Lands have title deeds. Buildings don’t have title deeds. This difference is the reason why there is no clear documentation of evidence of ownership. In a general sense, it is usually assumed that the landowner is the same personality as the owner of the house or building standing on the land. But this general assumption may be disproved by:

  • Superficies
  • Building permit
  • An official house sale and purchase agreement


The Thai Civil and Commercial Code (CCC) establishes a clear procedure of separating the ownership of the land and house through registration of a “superficies” pursuant to Section 1410-1416 CCC. This “superficies” creates the right to own a house on a piece of land that one does not own. The superficies is registered on the title deed, which serves as evidence of the ownership of the respective house and provides notice to third parties.

Building Permit

Another way to establish house ownership, according to the rulings of some Thai courts and administrative practice is through Section 146 (sentence 2) of the CCC which distinguishes and separates the land from a house built thereon where the house is built in the exercise of a right over the land owner’s land and without superficies. Leasehold is considered by Thai courts to be a “right to another person’s land” and current administrative practice in Thailand takes the same position.
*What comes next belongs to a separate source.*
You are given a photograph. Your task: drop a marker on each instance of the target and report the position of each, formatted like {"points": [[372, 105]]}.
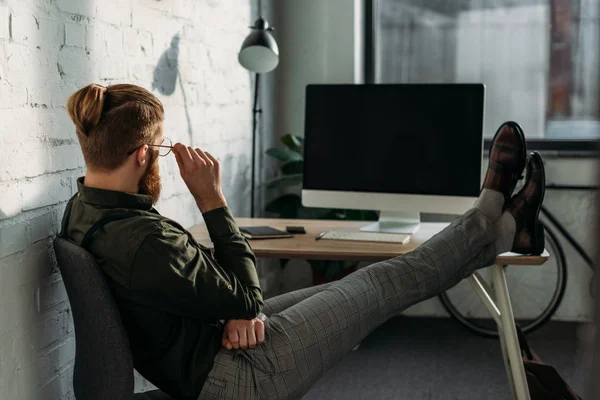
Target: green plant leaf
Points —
{"points": [[293, 167], [285, 181], [292, 142], [285, 155]]}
Currently, the administrative practice may also require additional documentation that may be considered evidence of house ownership.

  • For the first owner of a house (the builder) the additional documentation is the building permit. This permit is considered as a relevant indicator of house ownership (for the first owner of the house only). The landowner must have a written consent for the issuance of the permit and the permit form calls the grantee the “owner” of the house to be built.

Official House Sale Agreement

Where a building is purchased from a property developer, the developer will usually apply for the building permit as it comes together with an interest in the land. The documentation of the house purchase (the official House Sale Agreement) will be relevant. The official agreements are issued by the land office. They are also part of the file kept by the land office. Hence, ownership of the house in the name of the owner from the second owner is officially registered at the relevant land office where a duplicate copy of the latest agreement is given to a new owner of the house.

The official House Sale and Purchase Agreement is a stronger evidence to prove house ownership and is not easy to challenge.

Construction Agreement

A construction agreement related to the house together with any of the above documents may also be presented as indicia for house ownership.

House Registration Book

“Tabien Baan”, Blue Book or House Registration Book – this does not constitute in any way as evidence for house ownership. All this document does is to state the address of the house and identify the persons who live in it. In most cases, it will refer to the owner although it may not always be the case. However, the house registration book is still an important document as it serves as certificate of residence.

The Blue Book house registration book is issued to Thai nationals or foreigners with permanent residence status, while the Yellow Book is issued to foreign nationals. These books are issued only to individuals and not companies.